So, trying to help someone troubleshoot a problem with AOLserver on Linux, I asked the simple question of “did it drop a core file”? The answer was, “No, it didn’t.” That prompts the next question, “Did you set
ulimit -c unlimited?” The affirmative answer surprised me: how is it not dropping a core file? Ahh, that’s when it occurred to me: Linux has had issues with threads (same info, more polished) for a long time now. So, I decided to do some hacking on my own Debian Linux box running my own hand-compiled 2.6.7 kernel.

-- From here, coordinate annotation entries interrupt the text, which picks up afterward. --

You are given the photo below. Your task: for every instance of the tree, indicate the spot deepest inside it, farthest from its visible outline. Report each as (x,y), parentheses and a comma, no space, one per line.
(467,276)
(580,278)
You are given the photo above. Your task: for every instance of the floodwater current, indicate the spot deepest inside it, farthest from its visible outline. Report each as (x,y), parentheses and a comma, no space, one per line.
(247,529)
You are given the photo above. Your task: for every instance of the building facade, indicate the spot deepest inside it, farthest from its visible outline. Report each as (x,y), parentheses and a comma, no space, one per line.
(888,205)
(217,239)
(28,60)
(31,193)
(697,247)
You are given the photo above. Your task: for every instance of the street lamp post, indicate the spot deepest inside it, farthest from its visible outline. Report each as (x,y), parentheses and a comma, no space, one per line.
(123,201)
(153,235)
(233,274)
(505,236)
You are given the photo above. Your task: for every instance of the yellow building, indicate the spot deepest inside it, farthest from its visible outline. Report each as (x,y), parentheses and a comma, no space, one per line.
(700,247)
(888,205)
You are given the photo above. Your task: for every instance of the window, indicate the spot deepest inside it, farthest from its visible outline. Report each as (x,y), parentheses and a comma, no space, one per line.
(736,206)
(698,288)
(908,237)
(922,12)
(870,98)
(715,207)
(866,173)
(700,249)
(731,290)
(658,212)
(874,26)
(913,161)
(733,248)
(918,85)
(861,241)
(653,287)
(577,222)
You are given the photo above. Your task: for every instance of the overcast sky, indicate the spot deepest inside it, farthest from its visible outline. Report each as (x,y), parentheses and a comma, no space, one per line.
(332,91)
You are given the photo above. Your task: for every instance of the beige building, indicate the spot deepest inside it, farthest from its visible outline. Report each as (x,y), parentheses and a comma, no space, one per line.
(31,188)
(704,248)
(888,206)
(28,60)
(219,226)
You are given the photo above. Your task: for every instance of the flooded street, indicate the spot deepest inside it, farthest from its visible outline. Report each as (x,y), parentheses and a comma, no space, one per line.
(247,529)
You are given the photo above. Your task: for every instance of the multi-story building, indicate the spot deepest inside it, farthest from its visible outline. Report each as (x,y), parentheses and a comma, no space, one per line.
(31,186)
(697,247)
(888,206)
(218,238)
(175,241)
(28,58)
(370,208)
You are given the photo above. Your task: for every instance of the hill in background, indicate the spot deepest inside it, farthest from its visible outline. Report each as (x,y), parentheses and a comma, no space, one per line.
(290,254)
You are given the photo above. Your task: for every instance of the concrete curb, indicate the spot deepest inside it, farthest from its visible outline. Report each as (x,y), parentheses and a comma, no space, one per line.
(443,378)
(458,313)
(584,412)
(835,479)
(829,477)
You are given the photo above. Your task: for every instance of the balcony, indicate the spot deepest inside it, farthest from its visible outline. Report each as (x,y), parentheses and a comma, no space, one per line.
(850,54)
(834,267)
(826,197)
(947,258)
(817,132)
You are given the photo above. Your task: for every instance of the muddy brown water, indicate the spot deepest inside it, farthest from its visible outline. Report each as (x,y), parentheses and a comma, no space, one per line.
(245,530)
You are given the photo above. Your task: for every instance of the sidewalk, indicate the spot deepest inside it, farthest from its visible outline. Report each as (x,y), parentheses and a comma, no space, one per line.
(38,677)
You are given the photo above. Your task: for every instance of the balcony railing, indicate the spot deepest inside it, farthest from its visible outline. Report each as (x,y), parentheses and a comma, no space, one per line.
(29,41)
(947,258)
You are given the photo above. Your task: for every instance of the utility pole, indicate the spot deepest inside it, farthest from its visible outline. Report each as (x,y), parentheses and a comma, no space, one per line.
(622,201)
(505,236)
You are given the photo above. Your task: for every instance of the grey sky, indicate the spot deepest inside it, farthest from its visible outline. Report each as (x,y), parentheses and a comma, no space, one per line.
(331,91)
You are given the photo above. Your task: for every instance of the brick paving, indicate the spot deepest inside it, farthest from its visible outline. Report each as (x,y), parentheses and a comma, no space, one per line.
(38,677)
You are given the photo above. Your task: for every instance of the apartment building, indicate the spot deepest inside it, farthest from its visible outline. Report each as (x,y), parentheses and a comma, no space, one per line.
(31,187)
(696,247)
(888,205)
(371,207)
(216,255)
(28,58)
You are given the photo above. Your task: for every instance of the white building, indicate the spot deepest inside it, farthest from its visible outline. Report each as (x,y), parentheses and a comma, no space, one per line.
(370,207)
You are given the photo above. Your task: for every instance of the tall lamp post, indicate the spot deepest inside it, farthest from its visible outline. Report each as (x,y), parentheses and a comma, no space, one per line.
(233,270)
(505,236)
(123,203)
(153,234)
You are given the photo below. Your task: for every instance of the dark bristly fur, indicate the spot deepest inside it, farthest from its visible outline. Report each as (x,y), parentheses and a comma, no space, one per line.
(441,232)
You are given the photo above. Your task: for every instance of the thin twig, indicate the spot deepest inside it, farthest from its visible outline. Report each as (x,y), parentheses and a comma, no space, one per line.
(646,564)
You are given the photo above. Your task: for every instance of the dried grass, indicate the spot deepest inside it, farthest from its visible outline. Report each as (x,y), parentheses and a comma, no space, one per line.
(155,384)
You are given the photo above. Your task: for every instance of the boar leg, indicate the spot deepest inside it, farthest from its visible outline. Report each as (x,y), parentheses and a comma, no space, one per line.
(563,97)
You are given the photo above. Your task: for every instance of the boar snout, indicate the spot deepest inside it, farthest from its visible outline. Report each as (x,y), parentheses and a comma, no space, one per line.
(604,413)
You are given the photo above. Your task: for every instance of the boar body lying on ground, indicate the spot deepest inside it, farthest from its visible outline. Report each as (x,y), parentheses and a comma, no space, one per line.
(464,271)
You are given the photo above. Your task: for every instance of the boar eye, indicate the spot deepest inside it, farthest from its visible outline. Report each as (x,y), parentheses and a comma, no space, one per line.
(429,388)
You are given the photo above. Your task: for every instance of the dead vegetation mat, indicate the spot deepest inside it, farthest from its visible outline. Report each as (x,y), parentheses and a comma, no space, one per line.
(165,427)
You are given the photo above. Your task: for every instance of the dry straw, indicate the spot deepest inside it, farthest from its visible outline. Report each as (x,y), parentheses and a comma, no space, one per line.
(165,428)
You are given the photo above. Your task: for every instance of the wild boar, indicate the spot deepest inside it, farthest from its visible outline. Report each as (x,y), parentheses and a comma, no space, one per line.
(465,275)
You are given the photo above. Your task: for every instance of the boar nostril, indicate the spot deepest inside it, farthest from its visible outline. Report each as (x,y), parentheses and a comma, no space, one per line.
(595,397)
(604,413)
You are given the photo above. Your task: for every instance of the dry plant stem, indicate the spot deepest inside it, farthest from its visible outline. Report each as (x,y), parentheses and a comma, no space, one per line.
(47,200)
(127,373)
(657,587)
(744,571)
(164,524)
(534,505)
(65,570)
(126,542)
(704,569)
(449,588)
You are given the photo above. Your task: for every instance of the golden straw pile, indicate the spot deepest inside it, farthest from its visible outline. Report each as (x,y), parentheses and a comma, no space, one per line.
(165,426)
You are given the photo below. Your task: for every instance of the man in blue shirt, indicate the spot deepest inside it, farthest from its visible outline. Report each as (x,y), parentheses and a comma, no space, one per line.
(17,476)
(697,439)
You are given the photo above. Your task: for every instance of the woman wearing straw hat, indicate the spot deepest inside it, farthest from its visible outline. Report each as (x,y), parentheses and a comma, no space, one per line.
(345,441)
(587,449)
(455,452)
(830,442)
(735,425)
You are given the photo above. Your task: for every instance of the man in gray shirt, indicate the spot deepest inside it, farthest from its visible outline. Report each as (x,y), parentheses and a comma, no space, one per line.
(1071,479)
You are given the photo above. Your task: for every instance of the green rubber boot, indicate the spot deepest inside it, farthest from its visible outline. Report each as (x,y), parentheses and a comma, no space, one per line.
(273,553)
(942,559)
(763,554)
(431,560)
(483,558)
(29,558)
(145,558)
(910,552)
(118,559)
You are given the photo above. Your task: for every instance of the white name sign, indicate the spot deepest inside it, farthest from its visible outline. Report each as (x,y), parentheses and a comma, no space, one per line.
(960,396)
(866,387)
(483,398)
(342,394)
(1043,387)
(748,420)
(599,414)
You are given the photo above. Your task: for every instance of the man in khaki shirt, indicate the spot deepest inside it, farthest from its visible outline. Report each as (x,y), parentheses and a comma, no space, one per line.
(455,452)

Apparently, there are some kernel patches to implement multithreaded core dumps which suggests that the patches were merged into the 2.5.47 kernel. So, why isn’t AOLserver writing a core file when it segfaults?
After making dinner and putting the kids to bed, I thought about it and wrote a little test program that starts a thread then aborts in the thread. It wrote out a core file just fine! Then it dawned on me: AOLserver does a setuid to drop root privileges — Linux, by default, won’t write a core file out if the process has changed uid/euid. Figuring I wasn’t the first person to want Linux to behave like every other Unix out there, I found my answer in the unofficial comp.os.linux.development.* FAQ: How can I make a suid executable dump core? Making the change in nsd/nsmain.c, adding the prctl(PR_SET_DUMPABLE) call, I can now get AOLserver to dump a core file on Linux. Yay.
I’ve just filed SF Bug #1031599, attached the diff’s and committed the change.
While this doesn’t solve the original problem of why this person’s AOLserver is crashing, at least now I might be able to get a core file to look at …